Griffiths phases in infinite-dimensional, non-hierarchical modular networks

TL;DR

This study demonstrates that Griffiths phases can occur in non-hierarchical, highly modular networks, showing slow dynamics and power-law distributions without the need for hierarchical organization.

Contribution

It reveals that non-hierarchical modular networks can exhibit Griffiths phases, expanding the understanding of criticality in complex systems beyond hierarchical structures.

Findings

Extended control parameter regions with power-law distributed avalanches.

Power-law tails in spreading event distributions.

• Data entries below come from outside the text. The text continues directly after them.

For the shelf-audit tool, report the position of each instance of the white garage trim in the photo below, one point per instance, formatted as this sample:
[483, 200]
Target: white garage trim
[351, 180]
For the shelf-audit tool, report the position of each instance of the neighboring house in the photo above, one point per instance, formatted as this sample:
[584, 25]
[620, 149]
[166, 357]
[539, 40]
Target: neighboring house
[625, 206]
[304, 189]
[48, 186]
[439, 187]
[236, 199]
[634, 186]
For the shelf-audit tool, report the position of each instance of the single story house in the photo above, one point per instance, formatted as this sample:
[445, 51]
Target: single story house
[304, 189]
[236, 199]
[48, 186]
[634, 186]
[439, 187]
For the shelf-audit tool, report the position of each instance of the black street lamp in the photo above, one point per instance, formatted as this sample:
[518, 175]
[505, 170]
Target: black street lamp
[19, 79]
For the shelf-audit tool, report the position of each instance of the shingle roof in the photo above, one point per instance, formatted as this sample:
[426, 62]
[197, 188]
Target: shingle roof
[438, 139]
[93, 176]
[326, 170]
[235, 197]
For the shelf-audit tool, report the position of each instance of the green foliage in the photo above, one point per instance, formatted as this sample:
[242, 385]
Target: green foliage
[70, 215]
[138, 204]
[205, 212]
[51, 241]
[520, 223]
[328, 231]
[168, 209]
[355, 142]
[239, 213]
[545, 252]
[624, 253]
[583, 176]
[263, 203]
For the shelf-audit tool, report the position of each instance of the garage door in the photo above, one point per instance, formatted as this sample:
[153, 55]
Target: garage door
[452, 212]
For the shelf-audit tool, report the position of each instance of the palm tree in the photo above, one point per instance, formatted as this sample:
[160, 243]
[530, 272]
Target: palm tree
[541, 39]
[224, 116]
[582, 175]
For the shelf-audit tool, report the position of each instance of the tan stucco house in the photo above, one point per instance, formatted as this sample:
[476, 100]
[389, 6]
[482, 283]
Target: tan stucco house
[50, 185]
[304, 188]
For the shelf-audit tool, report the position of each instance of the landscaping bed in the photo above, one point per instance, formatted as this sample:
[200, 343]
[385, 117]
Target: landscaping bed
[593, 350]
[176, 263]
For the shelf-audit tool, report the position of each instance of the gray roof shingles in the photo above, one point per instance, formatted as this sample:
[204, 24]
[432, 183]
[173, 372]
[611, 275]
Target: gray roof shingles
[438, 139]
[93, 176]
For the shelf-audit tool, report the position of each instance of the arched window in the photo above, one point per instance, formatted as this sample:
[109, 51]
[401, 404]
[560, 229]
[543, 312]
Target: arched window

Griffiths phases occur without hierarchical modular organization.

Abstract

Griffiths phases (GPs), generated by the heterogeneities on modular networks, have recently been suggested to provide a mechanism, rid of fine parameter tuning, to explain the critical behavior of complex systems. One conjectured requirement for systems with modular structures was that the network of modules must be hierarchically organized and possess finite dimension. We investigate the dynamical behavior of an activity spreading model, evolving on heterogeneous random networks with highly modular structure and organized non-hierarchically. We observe that loosely coupled modules act as effective rare-regions, slowing down the extinction of activation. As a consequence, we find extended control parameter regions with continuously changing dynamical exponents for single network realizations, preserved after finite size analyses, as in a real GP. The avalanche size distributions of spreading events exhibit robust power-law tails. Our findings relax the requirement of hierarchical organization of the modular structure, which can help to rationalize the criticality of modular systems in the framework of GPs.